Adrienne stirred. “Clay?”

“Who else.”

And she smiled, a wistful little smile that Sarah saw upon opening her eyes.

“I’ve been sitting here turning it over and over, what bothers me about everyone being so willing to concede defeat, Clay most of all, over that goddamned chromosome. You know what it is? It’s the superstition.” Adrienne drew knees toward chin, wrapped both arms around them. “We’ve haven’t really gotten over spilled salt and broken mirrors, just replaced them with stranger things we can’t explain. So we’re afraid of them. As long as the technology holds up, we’ll always have that shadow just on the other side of understanding.”

“And poor Clay had to find a big one inside himself,” Nina said.

“He’ll deal with it,” said Twitch. “I don’t think we give him enough credit sometimes.” He held arms open wide as Nina, finished with Sarah’s hair, sank into his lap, and they held each other. “He deals with some of the most god-awful stuff but always comes out of it. I think we need him more than he needs us. I look at him sometimes, and think, well, if he can get through, I guess I can too.”

Nina nodded into his chest. “Graham needs him most.”

Sarah roused from her dreamy languor. “So the rest of you find him inspiring?”

“He’s still alive, isn’t he?”

Twitch nodded. “He reduces a lot of his life to fundamentals and doesn’t miss the frills. I envy the hell out of him for that.” His eyes seemed to pinch as he nuzzled distractedly into Nina’s hair, something eating at him: all the things he wanted for Nina and himself, perhaps, wanted and might never admit; all the things he wanted to give her and could never afford. “For a long time I had this romantic notion about poverty. For everything out there I looked at and knew I didn’t want any part of, it seemed that trying to live the impoverished artist’s life was the most honest thing I could do. That’s okay when you’re twenty-two, you can get away with it then. But thirty-one…?” Clinging to Nina. “It was just one more hollow icon, wasn’t it?”

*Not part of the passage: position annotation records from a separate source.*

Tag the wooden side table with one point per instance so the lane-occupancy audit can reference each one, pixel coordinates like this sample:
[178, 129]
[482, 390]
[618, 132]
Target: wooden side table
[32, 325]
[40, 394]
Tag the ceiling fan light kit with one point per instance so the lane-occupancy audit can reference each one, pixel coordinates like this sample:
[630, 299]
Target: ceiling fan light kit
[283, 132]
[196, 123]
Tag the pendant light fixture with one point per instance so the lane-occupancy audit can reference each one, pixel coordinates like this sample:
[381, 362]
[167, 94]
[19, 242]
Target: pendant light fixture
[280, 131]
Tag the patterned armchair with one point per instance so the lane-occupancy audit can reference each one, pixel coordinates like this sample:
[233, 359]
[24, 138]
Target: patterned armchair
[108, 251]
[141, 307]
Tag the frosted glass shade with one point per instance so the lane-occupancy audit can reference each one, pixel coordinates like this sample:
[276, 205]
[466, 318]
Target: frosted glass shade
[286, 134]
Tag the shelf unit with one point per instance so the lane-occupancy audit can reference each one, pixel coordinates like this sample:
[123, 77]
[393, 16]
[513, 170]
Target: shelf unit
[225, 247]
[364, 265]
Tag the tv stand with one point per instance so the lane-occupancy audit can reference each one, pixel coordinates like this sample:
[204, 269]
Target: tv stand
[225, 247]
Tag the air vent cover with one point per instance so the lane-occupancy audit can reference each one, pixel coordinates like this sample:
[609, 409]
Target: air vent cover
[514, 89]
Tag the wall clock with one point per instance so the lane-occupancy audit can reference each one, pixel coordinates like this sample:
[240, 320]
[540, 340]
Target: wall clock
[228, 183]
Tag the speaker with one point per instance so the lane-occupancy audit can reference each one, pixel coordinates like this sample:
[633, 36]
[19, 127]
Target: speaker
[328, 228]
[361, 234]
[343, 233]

Nina was stroking his beard, his ponytail. “You’ll find what you want to do, you’ll find it.” Trying to smile. She could be so brave, if only she had a cause. “We’ll find what we’re good at.”

Sarah hated herself for her first thought. No, no, you probably won’t, but I don’t think it’s your fault, it’s just that no one bothered teaching you how to recognize it when you see it.

They stayed for another hour, then went down to the street and scraped the snow from the car. Sarah stood in the chill, face tilted to the sky, until a nugget of sadness felt cleansed. And in the car Adrienne kissed her, told her she liked the braids, and said that all in all, this Thanksgiving had the edge over the last one she had been forced to spend with in-laws; so think about that.